Ce qui se profile ce dimanche pour Colomiers a tous les airs d’un exercice de maintien. Non, pas celui qui a trotté dans les têtes d’Aurélien Béco et sa bande et qui a fait frémir Alain Carré et les supporters de la Colombe toute la saison dernière, avec l’heureux dénouement que l’on sait. Non, cette fois-ci il va être question de maintenir le club à la Colombe dans les plus hautes sphères du championnat et pourquoi pas dans le duo de tête, voire plus si affinités et selon le résultat parvenu ce jeudi du stade des Alpes où Grenoblois et Perpignanais vont s’écharper sans merci.

Au moment de pénétrer dimanche sur leur pelouse de Michel-Bendichou où ils comptabilisent huit succès en neuf rencontres cette saison, les Haut-Garonnais, 63 points dans la besace - soit déjà deux points de plus qu’à l’aube de la 30e et dernière journée de l’exercice précédent, vous ne rêvez pas - auront été mis au parfum. Mais au-delà de ces considérations purement mathématiques, et qui ne permettent aucun relâchement "s’il y a bien une chose que j’ai apprise cette saison c’est que le Pro D2 est un championnat très long… C’est dur de se projeter, il nous reste encore onze matchs et il y a 44 points de disponibles à aller chercher", nous faisait remarquer Edoardo Gori en milieu de semaine, Colomiers entend montrer que son parcours jusqu’ici n’a rien d’une surprise ni d’une étoile filante. Ni que ses huit succès consécutifs - série en cours - dont un dernier arraché de haute lutte à Valence-Romans doivent seulement au facteur chance. "C’est vrai, nous avons eu beaucoup de chance mais nous avons aussi une belle attitude, un bel état d’esprit. On ne lâche rien", appuie dans un bon français le demi de mêlée transalpin, qui enchaîne les grosses prestations et fait parler son expérience.

Barlot : "Ça va commencer devant"

Après cinq jours de coupure dans la foulée du déplacement dans la Drôme, la troupe columérine a repris le chemin de l’entraînement avec sérieux et application, eu égard au programme qui arrive : réceptions de Nevers, Oyonnax, et Provence Rugby, déplacement à Mont-de-Marsan, tout sauf une sinécure. "Toutes les grosses équipes vont venir à la maison désormais, et c’est donc là que nous allons en savoir un peu plus…", soutient Gori.
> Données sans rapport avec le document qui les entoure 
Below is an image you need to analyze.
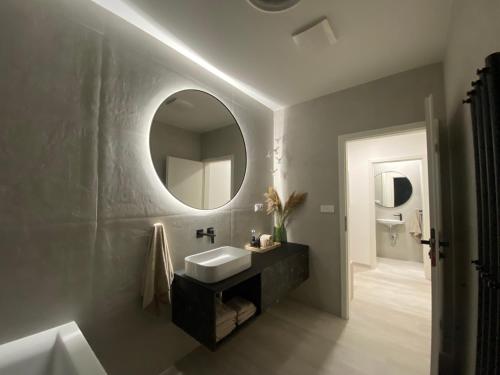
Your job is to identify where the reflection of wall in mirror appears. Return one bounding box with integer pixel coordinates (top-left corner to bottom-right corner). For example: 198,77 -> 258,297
165,155 -> 233,209
150,122 -> 246,197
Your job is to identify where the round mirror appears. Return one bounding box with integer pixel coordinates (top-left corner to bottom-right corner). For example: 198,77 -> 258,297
149,90 -> 247,209
375,171 -> 413,208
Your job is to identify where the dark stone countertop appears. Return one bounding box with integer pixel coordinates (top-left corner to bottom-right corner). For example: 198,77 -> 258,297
175,242 -> 309,293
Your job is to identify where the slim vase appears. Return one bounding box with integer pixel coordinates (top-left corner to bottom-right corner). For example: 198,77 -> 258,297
273,225 -> 286,243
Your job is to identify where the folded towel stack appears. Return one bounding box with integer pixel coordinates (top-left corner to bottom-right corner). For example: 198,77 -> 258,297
215,302 -> 237,341
227,297 -> 257,325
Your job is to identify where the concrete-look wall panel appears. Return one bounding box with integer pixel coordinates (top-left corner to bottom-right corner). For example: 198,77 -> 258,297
0,223 -> 96,342
0,0 -> 273,375
0,1 -> 102,225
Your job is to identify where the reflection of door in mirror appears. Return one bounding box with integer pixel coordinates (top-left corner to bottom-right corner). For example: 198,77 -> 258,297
149,90 -> 247,209
203,157 -> 233,208
166,156 -> 203,207
165,156 -> 233,209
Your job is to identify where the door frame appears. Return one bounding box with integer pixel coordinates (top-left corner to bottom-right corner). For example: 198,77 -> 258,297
338,121 -> 426,319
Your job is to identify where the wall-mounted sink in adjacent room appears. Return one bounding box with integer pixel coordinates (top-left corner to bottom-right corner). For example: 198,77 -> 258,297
184,246 -> 252,283
377,219 -> 405,230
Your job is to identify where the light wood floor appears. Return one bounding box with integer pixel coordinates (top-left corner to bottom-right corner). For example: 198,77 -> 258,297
166,259 -> 431,375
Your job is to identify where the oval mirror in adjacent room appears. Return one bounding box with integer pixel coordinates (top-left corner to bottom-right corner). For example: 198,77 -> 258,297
149,90 -> 247,209
375,171 -> 413,208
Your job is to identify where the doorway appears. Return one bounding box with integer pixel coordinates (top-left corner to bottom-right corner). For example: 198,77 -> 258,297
339,122 -> 434,374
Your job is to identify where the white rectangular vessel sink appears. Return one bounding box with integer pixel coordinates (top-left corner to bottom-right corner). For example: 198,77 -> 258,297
184,246 -> 252,283
377,219 -> 405,229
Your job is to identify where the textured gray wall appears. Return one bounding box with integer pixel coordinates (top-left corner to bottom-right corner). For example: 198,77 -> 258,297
444,0 -> 500,374
201,125 -> 247,194
282,64 -> 445,315
149,122 -> 201,183
0,0 -> 273,375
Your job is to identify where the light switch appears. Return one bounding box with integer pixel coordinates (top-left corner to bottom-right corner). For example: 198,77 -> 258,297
319,204 -> 335,214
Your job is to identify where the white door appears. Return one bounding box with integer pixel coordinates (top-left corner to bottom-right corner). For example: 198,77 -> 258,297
423,95 -> 443,375
203,159 -> 232,209
167,156 -> 203,209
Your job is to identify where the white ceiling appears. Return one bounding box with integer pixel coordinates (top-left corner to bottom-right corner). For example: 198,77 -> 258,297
128,0 -> 452,106
153,90 -> 236,133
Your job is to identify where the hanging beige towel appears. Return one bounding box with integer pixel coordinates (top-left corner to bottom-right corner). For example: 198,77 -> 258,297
142,223 -> 174,309
408,210 -> 422,240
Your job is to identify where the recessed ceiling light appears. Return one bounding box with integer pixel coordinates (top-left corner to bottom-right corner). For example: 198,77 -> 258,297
247,0 -> 300,13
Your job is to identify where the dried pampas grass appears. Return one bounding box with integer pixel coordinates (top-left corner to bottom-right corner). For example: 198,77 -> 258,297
264,186 -> 307,226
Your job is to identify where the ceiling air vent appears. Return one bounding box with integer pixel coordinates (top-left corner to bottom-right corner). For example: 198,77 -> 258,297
247,0 -> 300,12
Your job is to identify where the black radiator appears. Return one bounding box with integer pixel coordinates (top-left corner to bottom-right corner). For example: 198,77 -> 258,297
464,53 -> 500,375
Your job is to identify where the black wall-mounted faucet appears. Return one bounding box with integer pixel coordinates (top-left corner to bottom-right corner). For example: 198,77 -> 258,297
196,227 -> 215,243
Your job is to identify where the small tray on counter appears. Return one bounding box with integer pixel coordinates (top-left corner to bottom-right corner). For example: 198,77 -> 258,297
245,242 -> 281,253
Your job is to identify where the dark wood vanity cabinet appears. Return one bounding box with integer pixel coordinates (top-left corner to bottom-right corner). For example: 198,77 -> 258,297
261,252 -> 309,311
172,243 -> 309,350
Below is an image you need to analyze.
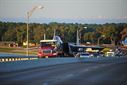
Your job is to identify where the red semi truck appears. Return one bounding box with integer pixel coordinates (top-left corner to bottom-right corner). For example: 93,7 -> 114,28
37,40 -> 58,58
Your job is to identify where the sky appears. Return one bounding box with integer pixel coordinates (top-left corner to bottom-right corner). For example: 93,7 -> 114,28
0,0 -> 127,23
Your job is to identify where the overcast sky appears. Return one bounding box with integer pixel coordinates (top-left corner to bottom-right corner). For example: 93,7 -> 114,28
0,0 -> 127,23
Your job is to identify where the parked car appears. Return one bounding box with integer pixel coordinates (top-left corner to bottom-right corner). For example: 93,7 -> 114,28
76,53 -> 93,58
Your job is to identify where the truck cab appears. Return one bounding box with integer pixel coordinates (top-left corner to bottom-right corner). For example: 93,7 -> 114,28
37,40 -> 58,58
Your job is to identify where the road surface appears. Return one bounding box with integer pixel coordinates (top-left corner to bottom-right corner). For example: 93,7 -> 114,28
0,59 -> 127,85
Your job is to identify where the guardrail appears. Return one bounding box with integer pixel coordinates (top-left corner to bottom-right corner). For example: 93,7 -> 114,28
0,56 -> 38,63
0,57 -> 127,72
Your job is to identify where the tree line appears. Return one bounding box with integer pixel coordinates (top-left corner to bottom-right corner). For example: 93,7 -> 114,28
0,22 -> 127,44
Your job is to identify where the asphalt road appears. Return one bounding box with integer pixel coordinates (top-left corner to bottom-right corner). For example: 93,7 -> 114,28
0,59 -> 127,85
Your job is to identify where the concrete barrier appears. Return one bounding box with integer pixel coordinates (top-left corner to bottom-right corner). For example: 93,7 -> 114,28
0,57 -> 127,72
0,58 -> 79,72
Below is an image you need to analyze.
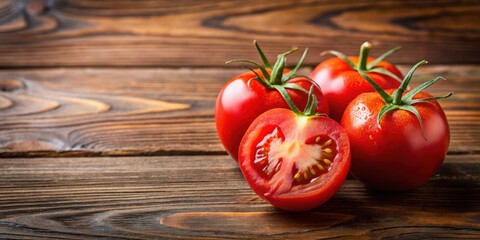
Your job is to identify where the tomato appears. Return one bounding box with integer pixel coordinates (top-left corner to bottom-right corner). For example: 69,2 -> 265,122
238,108 -> 350,211
310,42 -> 403,121
215,42 -> 329,159
341,61 -> 451,191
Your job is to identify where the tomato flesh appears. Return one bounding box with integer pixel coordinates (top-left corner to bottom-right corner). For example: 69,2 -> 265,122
215,72 -> 329,160
239,109 -> 350,211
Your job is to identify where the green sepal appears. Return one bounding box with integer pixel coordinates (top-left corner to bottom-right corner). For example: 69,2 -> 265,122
406,92 -> 453,105
283,83 -> 308,93
392,60 -> 428,105
282,48 -> 313,83
402,77 -> 445,102
367,46 -> 402,69
244,66 -> 272,89
368,68 -> 402,82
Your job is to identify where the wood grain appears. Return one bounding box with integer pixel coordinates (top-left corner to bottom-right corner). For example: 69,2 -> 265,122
0,0 -> 480,67
0,65 -> 480,157
0,155 -> 480,239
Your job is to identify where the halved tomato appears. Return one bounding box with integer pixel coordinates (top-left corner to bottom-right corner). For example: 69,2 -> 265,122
239,108 -> 350,211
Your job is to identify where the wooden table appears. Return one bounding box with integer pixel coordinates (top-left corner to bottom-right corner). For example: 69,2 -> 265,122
0,0 -> 480,239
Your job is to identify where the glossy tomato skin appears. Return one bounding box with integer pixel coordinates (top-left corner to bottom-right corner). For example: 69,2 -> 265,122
239,108 -> 350,211
341,90 -> 450,191
310,57 -> 403,121
215,72 -> 329,160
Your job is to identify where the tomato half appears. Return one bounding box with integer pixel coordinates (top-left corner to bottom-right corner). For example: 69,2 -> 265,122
215,71 -> 329,159
342,90 -> 450,191
239,108 -> 350,211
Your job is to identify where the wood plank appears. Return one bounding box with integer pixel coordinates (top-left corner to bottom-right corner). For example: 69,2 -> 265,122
0,155 -> 480,239
0,65 -> 480,157
0,0 -> 480,67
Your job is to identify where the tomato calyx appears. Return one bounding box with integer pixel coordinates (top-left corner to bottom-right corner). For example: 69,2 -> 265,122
357,60 -> 453,140
226,40 -> 314,98
320,42 -> 402,82
274,85 -> 327,117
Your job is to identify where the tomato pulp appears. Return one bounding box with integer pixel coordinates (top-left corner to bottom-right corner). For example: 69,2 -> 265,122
215,72 -> 329,159
239,108 -> 350,211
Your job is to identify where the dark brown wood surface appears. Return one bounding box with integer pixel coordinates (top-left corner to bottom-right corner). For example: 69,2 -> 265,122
0,65 -> 480,157
0,0 -> 480,239
0,0 -> 480,67
0,155 -> 480,239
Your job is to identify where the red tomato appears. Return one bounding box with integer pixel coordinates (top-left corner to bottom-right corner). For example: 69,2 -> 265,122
341,62 -> 450,191
239,108 -> 350,211
310,44 -> 403,121
215,42 -> 329,159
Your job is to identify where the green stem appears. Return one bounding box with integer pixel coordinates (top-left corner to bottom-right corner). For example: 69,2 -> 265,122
393,60 -> 428,105
357,42 -> 372,71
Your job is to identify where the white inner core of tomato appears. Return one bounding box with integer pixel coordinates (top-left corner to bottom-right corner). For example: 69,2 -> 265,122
254,127 -> 336,196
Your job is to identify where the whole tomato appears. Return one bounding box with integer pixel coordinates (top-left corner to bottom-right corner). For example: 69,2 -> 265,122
238,89 -> 350,211
310,42 -> 403,121
341,61 -> 451,191
215,42 -> 329,160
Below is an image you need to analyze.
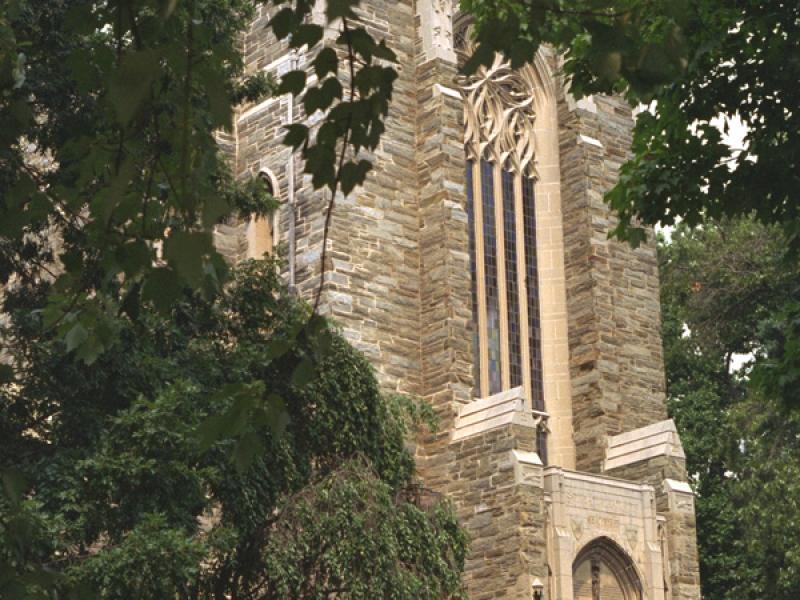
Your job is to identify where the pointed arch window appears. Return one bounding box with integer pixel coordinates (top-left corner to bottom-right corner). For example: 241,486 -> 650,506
462,49 -> 545,420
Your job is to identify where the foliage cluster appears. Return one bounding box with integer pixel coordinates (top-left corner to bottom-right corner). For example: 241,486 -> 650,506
0,261 -> 466,598
659,219 -> 800,600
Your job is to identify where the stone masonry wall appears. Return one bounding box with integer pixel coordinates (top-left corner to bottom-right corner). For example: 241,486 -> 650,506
607,456 -> 700,600
559,98 -> 666,472
448,425 -> 547,600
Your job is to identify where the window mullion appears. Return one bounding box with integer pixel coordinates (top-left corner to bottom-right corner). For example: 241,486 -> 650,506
514,174 -> 533,408
472,160 -> 489,398
493,163 -> 511,390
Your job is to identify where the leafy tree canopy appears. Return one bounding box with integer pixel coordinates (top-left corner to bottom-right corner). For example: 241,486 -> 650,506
0,262 -> 466,599
659,219 -> 800,600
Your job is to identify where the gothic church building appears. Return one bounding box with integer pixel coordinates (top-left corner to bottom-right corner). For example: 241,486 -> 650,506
217,0 -> 700,600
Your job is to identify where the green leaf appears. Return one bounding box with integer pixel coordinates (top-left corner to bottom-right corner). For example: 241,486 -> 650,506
164,231 -> 215,288
142,267 -> 183,315
233,431 -> 265,475
292,357 -> 315,387
109,49 -> 161,125
269,6 -> 297,40
313,48 -> 339,81
64,323 -> 89,352
0,363 -> 14,385
0,468 -> 28,506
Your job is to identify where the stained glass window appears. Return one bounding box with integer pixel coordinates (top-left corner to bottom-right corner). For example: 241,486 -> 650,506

Cela commencera donc par Nevers, face auxquels les Columérins avaient toujours échoué avant le dernier déplacement victorieux en date du 6 décembre au Pré-Fleuri. Contre des Bourguignons aux ambitions raffermies, et qui ont marqué les esprits dernièrement à Béziers ou lors de la réception de Grenoble, la partie s’annonce âpre. "Nevers a bougé Grenoble en conquête, ils les ont concassés sur les ballons portés alors qu’on sait ce dont est capable Grenoble dans ce secteur… Il faudra faire plus qu’attention et réagir par rapport à Valence-Romans. Si on commence à subir sur ces phases-là, ce sera très dur de l’emporter. Ce sera à nous de mettre les choses au clair dès le début, ça va commencer devant", appuie Gaëtan Barlot, le talon ultra-dynamique qui a pris son envol.

La conquête tranchante et performante, marque de fabrique de Colomiers à domicile tout comme la défense - la meilleure à domicile de Pro D2 - vont donc être soumises à rude épreuve. Même si comme rappelle Barlot : "Les matchs durs, nous arrivons à les gagner. On ne panique pas, on prend le temps…" Un métier à remettre sur l’ouvrage dimanche dès 14h15.